The “Legacy of Orïsha” trilogy by Tomi Adeyemi is another excellent example of a fictional series that would provide enriching analysis opportunities for students, were it to be added to the curriculum. This trilogy takes place in an alternate Nigeria, detailing lighter-skinned monarchs ruling over the dark-skinned maji (those with magic). Adeyemi says, “No one in their right mind can justify any of the atrocities that happen in this book, which is then when I get to rip the mirror off and say, ‘What are you going to do about what is happening in our real world?’ This book is not just a fantasy.”

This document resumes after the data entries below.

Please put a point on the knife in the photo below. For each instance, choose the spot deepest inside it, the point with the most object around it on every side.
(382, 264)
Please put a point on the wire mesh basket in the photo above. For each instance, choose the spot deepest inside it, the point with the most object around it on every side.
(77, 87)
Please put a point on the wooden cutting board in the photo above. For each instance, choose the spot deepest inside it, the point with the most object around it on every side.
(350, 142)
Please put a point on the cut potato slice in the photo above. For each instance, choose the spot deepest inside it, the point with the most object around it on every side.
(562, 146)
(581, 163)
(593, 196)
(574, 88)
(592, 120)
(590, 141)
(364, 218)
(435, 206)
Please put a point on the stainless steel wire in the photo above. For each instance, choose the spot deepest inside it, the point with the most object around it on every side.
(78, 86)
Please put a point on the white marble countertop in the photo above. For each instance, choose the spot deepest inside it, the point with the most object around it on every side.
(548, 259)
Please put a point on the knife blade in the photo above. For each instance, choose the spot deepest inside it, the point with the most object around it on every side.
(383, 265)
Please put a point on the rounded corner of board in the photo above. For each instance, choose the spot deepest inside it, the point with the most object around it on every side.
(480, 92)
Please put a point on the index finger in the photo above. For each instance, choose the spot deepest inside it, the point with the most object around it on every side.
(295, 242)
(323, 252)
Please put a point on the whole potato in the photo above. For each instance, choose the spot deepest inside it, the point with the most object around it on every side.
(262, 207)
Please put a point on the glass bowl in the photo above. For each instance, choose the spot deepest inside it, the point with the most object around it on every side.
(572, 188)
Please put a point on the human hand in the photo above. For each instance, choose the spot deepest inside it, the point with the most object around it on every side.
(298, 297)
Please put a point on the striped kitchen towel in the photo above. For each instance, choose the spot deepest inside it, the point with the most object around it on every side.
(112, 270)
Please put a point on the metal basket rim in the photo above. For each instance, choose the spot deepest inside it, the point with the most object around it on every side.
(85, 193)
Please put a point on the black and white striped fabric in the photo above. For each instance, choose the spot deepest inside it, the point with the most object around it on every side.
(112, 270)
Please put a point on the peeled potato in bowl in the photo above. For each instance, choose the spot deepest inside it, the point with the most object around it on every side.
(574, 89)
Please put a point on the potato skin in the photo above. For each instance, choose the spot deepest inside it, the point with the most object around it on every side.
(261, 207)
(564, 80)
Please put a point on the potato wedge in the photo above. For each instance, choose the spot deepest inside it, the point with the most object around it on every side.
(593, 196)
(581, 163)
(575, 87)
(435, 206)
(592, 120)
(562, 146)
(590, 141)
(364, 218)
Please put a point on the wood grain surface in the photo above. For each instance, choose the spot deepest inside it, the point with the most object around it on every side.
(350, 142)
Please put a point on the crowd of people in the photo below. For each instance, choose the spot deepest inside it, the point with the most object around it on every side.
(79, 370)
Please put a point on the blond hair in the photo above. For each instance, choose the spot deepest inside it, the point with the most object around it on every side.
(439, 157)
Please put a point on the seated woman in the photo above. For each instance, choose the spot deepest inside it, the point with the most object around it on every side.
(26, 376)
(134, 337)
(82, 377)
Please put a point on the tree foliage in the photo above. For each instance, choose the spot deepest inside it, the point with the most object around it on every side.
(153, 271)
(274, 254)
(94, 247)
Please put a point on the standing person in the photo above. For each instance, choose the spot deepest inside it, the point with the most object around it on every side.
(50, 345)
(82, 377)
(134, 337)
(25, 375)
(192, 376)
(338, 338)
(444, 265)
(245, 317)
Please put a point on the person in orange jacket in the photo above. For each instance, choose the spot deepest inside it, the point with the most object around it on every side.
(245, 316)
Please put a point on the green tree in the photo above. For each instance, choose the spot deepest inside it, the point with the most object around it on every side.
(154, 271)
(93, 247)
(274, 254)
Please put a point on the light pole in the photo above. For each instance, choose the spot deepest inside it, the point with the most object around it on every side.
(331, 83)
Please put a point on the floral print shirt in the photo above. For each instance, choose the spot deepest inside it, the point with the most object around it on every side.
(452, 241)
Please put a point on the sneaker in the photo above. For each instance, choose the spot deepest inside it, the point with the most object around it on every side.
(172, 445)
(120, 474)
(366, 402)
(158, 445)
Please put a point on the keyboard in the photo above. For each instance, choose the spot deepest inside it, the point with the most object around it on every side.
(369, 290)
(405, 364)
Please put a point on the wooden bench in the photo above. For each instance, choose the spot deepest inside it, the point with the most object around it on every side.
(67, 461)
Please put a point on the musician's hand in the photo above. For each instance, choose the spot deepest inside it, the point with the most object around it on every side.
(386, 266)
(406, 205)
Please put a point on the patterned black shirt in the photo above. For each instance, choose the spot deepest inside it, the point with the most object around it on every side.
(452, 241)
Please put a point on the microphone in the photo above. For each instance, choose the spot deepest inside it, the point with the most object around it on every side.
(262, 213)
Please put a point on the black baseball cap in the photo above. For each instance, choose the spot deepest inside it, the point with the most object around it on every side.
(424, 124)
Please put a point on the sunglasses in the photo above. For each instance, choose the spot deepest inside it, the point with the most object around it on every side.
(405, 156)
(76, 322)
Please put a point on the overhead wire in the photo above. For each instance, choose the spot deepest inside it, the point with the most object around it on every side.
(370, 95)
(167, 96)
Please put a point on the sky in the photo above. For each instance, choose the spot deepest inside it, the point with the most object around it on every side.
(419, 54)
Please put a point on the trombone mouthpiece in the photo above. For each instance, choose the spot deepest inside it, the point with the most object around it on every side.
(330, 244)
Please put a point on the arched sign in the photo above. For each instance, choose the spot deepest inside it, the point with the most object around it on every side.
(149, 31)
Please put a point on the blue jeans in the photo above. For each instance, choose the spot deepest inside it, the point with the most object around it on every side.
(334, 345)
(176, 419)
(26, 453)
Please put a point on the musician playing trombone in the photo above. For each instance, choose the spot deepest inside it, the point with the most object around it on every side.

Adeyemi wrote her trilogy to mirror the BLM movement today – empowering people of color to fight back against the discrimination they are being faced with. In her series, she replaced people of color with the maji, in order to get her message across without the controversy facing the BLM movement today. For example, the term “maggots” was used as a replacement for the N-word, and Adeyemi says that she needed to use this term in order to ensure her readers knew that language isn’t necessarily any less oppressive than a physical attack.

What makes fantasy so important, and what should be considered a crucial edition to the curriculum, is that it allows authors to create a mirror world of issues so that they can dig deeper into them and help readers to understand them better and think about these issues in a different way.

If our school consistently provides us with only “realistic” works, it creates an idea that the valuable books are those that only depict real life. This idea is damaging both writers and readers as well, as it can strangle one’s creativity. Literature doesn’t exist purely to mirror real life: as any art form, it exists to connect people, tell stories about things we might not experience in our lifetimes, give us words to describe something we can’t understand on our own…. It can even be an escape from reality when necessary. So, if there is an opportunity to add some more fantasy, science fiction, etc, to the stories we read, don’t lose it. This might be exactly what you are missing, caught up in a mirage of realism.